As Matthew Leingang has discussed, finite dimensional real vector spaces are isomorphic to their dual spaces. But in order to have such an isomophism, we have to pick a basis for the vector space. The isomorphism requires something specific to this vector space in order to define it. But we don't require that to define this isomorphism $\phi$ of a vector space with its second dual. We can define just from the definition of "dual of a real vector space": $$\forall v \in V, f \in V^*, \phi(v)(f) := f(v)$$ That is why $\phi$ is "natural".
But note this weasel wording in the description above: "in the theory under study". This is why "natural" becomes a word of art, rather than of precision: most of the time, we don't bother to lay out the category that allows a precise definition of "natural". That is left to our audience to deduce. You see, a little tightening of the category under discussion will suddenly turn the unnatural into natural. In finite-dimensional linear algebra, $V$ is not naturally isomorphic to $V^*$. But in the theory of matrices, a column space is naturally isomorphic to a row space by transposing, even though the row space is natually isomorphic to the dual of the column space.

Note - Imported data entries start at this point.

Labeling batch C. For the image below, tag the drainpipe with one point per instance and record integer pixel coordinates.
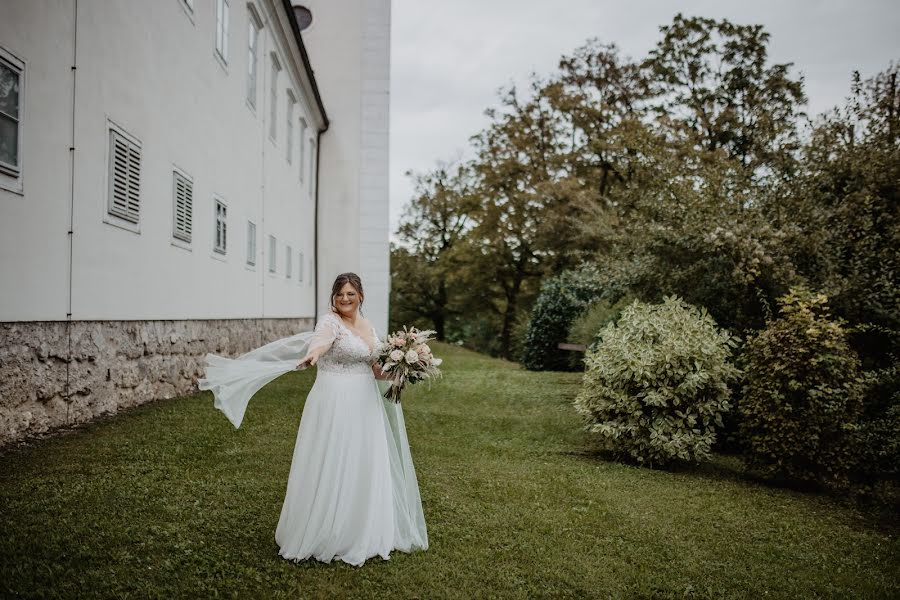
(71, 230)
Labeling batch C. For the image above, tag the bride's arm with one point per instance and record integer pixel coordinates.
(325, 333)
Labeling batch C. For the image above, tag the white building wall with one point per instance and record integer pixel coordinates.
(150, 67)
(349, 42)
(34, 222)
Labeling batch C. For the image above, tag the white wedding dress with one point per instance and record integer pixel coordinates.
(352, 491)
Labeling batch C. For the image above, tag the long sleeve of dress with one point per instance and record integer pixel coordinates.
(325, 333)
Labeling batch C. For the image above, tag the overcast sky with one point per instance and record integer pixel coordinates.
(449, 58)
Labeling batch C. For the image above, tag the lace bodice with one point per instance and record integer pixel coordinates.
(349, 353)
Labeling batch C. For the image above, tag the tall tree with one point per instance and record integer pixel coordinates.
(431, 228)
(714, 85)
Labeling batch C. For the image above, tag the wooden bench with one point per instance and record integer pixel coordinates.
(573, 347)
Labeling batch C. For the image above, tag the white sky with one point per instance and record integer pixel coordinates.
(448, 58)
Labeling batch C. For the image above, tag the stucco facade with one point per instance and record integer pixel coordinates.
(170, 83)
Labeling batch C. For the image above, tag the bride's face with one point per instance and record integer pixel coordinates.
(347, 301)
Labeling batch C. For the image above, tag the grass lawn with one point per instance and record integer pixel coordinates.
(169, 500)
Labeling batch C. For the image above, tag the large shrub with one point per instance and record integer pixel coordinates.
(803, 394)
(562, 299)
(656, 384)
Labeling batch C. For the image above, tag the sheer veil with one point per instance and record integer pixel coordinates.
(233, 381)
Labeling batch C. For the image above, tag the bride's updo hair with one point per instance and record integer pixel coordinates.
(343, 279)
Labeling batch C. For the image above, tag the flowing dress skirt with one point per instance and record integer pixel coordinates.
(352, 492)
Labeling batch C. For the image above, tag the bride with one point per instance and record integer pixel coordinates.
(352, 492)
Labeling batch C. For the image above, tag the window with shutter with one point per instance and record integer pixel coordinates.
(302, 145)
(183, 192)
(271, 254)
(11, 75)
(251, 243)
(290, 126)
(273, 98)
(312, 165)
(222, 29)
(124, 177)
(252, 59)
(221, 241)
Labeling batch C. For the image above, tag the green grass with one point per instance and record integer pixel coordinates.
(169, 500)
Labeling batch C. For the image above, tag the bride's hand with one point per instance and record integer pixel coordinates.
(308, 361)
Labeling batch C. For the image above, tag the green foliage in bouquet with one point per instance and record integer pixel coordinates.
(562, 299)
(656, 384)
(803, 394)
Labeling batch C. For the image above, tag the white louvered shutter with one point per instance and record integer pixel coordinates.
(184, 207)
(125, 178)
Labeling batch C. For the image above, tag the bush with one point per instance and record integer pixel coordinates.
(590, 322)
(562, 299)
(656, 384)
(877, 443)
(803, 394)
(594, 318)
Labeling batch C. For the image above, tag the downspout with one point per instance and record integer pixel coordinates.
(315, 274)
(307, 66)
(71, 231)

When someone calls something "natural", you have to figure out in what context they are speaking. And this is where "canonical" comes in. When we call something "canonical" when there is a familiar (and obvious) context where it is natural, but we are (usually) working in a broader context where it is not natural. For example, the canonical basis of $\Bbb R^n$ is natural when discussing matrices and column spaces - so natural we don't even mention it, even though it underlies practically everything we do. But if we are considering $\Bbb R^n$ as an example of a vector space, then it is not natural, but is defined by non-vector-space properties of $\Bbb R^n$. So we use "canonical" to describe it instead.
Great question. Canonical is more a term of art than a word with a strict mathematical definition. It's sometimes used as a synonym for “natural” or “obvious,” although natural is yet another idiom and obvious is in the eye of the beholder. You might think of it as meaning independent of any choices.
It sounds like you're in an abstract algebra class now, but hopefully this linear algebra example will make sense. Let $V$ be a vector space over $\mathbb{R}$ of dimension $n$. By choosing a basis $(v_1,\dots,v_n)$, $V$ is isomorphic to $\mathbb{R}^n$. What is the isomorphism? It takes $v\in V$, decomposes it into $\alpha_1 v_1 + \dots + \alpha_n v_n$, and assigns to $v$ the $n$-tuple $(\alpha_1,\dots,\alpha_n)$.
Through the isomorphism to $\mathbb{R}^n$, all vector spaces of the same dimension are isomorphic to each other, but not for any good reason, and not in any natural way. The isomorphism depends on the choice of basis.
Let $V^*$ be the dual space to $V$, that is, the vector space of linear functions $V \to \mathbb{R}$. Once you choose a basis of $(v_1,\dots,v_n)$, you can form a dual basis $(\lambda_1,\dots,\lambda_n)$ of $V^*$, such that $\lambda_i(v_j) = \delta_{ij}$. So $V$ and $V^*$ are isomorphic, but not canonically so.
Now let $V^{**}$ be the dual space of $V^*$. Elements of $V^{**}$ are linear functions from $V^*$ to $\mathbb{R}$. One way to create such a map is to select $v \in V$ and send $\lambda \in V^*$ to $\lambda(v)$. This association extends to a linear map $$ f \colon V \to V^{**},\ f(v)(\lambda) = \lambda(v) $$ By a dimension count, this map has to be an isomorphism. And, we didn't have to choose a basis to create it. For this reason, we say that $V$ and $V^{**}$ are canonically isomorphic.